Distraction
Distraction

Reputation: 460

2d array, all values are adjacent

I need a fast way to check if a 2d array is entirely adjacent, meaning all values are adjacent to other same values. Adjacent means the four cardinal directions.

This would be an adjacent array
[1 1 2]
[1 2 2]
[3 3 3]

This isn't
[1 2 1]
[1 2 2]
[3 3 3]

This is
[1 2 4]
[1 2 2]
[3 3 3]

So far, I've tried an O(M * N) method where I go through the whole array and check if at least one of the neighbors is the same value. I'm looking for a possibly faster way.

EDIT: just noticed my method doesn't even work correctly. eg:

This should fail (not all of the 1s are adjacent)
[1 2 1]
[1 2 1]
[3 3 3]

So now I need an actual algorithm for this.

Upvotes: 2

Views: 860

Answers (3)

Karthik
Karthik

Reputation: 5040

I just want to mention that you can't create an algorithm which is better than O(M*N)(of course this is worst case complexity), because in worst case you will have to visit all the elements.

As you said your O(M*N) algorithm does not work for all cases, you can solve this using BFS and Time complexity is O(M*N)

if(no.of connected components == no.of distinct elements) {
    return true;
}else{
    return false;
} 

How do you find number of connected components?
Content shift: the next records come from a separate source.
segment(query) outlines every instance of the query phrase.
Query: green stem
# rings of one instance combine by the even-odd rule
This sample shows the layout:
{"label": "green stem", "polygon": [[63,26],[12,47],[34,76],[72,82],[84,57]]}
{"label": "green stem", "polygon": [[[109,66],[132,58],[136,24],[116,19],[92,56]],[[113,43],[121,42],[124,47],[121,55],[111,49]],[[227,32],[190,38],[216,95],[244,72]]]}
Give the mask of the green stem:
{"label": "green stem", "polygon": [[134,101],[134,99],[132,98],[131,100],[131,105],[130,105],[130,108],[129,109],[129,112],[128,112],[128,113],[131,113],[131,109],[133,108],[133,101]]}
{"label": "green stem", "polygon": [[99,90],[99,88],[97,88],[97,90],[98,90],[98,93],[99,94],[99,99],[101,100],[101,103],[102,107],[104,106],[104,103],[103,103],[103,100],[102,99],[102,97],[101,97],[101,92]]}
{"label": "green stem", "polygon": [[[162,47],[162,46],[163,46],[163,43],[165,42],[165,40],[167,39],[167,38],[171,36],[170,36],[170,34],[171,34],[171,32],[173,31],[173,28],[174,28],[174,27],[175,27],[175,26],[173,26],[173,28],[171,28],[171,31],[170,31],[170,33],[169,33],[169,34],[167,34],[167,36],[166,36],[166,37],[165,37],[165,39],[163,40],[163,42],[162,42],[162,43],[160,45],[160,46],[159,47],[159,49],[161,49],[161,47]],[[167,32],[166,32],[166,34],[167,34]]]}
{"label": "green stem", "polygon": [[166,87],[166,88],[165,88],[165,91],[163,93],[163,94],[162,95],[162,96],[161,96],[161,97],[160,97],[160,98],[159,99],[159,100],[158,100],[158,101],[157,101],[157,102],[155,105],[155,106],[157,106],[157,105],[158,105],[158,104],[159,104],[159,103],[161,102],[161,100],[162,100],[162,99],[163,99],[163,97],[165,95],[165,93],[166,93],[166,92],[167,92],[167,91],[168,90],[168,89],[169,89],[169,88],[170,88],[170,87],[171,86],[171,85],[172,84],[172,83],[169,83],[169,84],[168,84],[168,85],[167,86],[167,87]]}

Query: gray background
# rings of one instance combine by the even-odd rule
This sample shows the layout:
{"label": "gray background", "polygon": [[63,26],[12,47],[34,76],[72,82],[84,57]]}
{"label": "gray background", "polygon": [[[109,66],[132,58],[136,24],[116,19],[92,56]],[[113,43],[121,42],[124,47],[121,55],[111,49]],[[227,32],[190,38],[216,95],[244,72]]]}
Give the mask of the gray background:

     yourFunction(int[][] matrix){
         boolean visited[][];
         for(int i=0;i<m;i++){
            for(int j=0;j<n;j++){
               if(!visited[i][j]){
                   BFS(matrix,i,j);
                   connectedComponents++;
               }
            }
         }
         int distinctNumbers = findDistinctNumbers(matrix); // you can write this function easily.
     }
    void BFS(int[][] martix, int i,int j){
         queue<Point> queue = new LinkedList<>();
         queue.add(new Point(i,j));
         while(queue.isEmpty()){
             Point point = queue.poll();
              for each neighbour of point
                  if neighbour is not visited && neighbour value =current point value
                      add neighbour to queue;
         }
    }

Upvotes: 0

Brent Washburne
Brent Washburne

Reputation: 13148

I'm reminded of the game Minesweeper.

  1. Outer loop: Scan the entire array (row by row, from left to right). This is to find the next position for the inner loop. If we have not visited this position from the inner loop, and the number at this position has not yet been seen, start the inner loop at this position. If we have already seen the number at this position, then the matrix is not "adjacent".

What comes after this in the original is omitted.